His volunteer role with the NJT began, and has evolved over the years. “I don’t really have a title. Nathan Rose and I work closely together, and I guess you could say it is an event management role.” He created the popular annual NJT cricket match, and organises events such as the luncheon at Flemington this Saturday, on National Jockeys Trust Race Day.

“We are of course there to raise money, but also to shed a little light on what the Trust does. Jockey camaraderie is one of the best parts of this job, so to see that carry on for the past jockeys who are supported by the Trust is so special and unique.

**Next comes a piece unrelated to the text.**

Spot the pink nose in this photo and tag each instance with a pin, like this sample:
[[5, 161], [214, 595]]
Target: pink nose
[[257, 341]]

“We also can’t do this without the support of the industry and clubs like the VRC. We are so appreciative of their contribution.”

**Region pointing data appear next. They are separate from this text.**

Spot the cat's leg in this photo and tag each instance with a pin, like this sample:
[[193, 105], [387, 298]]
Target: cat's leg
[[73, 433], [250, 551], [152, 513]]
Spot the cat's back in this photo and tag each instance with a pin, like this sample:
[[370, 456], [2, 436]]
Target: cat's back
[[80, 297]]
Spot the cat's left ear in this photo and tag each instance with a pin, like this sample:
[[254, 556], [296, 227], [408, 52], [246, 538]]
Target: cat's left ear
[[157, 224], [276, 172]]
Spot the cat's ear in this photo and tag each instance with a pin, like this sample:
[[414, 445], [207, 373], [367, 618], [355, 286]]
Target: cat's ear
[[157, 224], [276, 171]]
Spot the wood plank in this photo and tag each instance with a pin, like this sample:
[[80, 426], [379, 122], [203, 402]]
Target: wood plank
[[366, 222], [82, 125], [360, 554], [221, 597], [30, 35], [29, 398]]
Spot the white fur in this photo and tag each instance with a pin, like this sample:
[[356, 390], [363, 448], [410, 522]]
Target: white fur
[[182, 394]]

Visit to find out more about what they do, or to donate.


Best part of your job?

Definitely the horses, but also the jockey camaraderie. It’s a tough way of life sometimes and you have to have a passion for it, but the community makes it easier. I am also proud of the equality in our sport between men and women. We really promote a world where gender doesn't matter.

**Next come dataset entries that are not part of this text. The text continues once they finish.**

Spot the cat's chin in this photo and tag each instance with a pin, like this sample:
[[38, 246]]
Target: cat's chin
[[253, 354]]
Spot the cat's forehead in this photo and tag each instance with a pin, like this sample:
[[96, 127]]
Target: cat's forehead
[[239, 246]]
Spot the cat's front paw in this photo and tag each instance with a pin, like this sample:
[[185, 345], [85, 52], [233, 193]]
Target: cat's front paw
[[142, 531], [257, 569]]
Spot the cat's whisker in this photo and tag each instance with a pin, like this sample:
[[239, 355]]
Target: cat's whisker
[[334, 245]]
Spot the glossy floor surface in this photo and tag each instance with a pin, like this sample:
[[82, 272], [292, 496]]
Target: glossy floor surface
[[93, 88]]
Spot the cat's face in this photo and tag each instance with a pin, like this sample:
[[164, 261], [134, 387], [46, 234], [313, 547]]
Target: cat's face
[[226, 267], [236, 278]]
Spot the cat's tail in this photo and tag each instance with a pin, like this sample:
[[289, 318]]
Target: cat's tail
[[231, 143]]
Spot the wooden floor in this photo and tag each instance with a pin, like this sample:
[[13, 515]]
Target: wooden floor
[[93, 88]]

Most challenging part of your job?

Finding and creating opportunities. You are your own salesman and there is a lot of hard work behind the scenes to get to that minute or two on the racetrack. It is just the tip of the iceberg, and things may not go your way because of many variables.

Favourite horse?

Dad’s first city winner was a mare called Quiccolo, but her stable name was Chloe. We bred from her and she had a foal called Mookcollo, who I won a race or two on. Sadly, Chloe contracted colic and died. It was heart wrenching for us because dad only had a small stable, and every horse was like a pet. I actually ended up naming one of my daughters Chloe after this special horse.

Favourite racing moment?

My personal career highlight was winning the 2004 Cantala Stakes on Sky Cuddle, trained by Peter Moody. I was only 18, an apprentice and it was my first Group 1 race. A more low-key moment that stands out though, was one day in the mounting yard at Moonee Valley. Luke Nolen was riding Black Caviar and I was on another horse in the next race. We were awaiting instructions from Peter, when one of Black Caviar’s owners handed him the lucky dollar, which was a thing they had when Black Caviar raced. Peter twirled it around and dropped it. All three of us just froze, and there was dead silence. If you were superstitious you would have been very worried, but Luke and Black Caviar went out and won by about five lengths, so that was a relief!

What do you do to relax?

It is a madhouse at home! Between the kids and my wife running her own baking business, Baked by Floss, from home, there is always something happening. I play golf whenever I can. My wife would probably say too often! I see many parallels between golf and racing, as it teaches you to relax and control your emotions. You just have to deal with any mistakes and move on.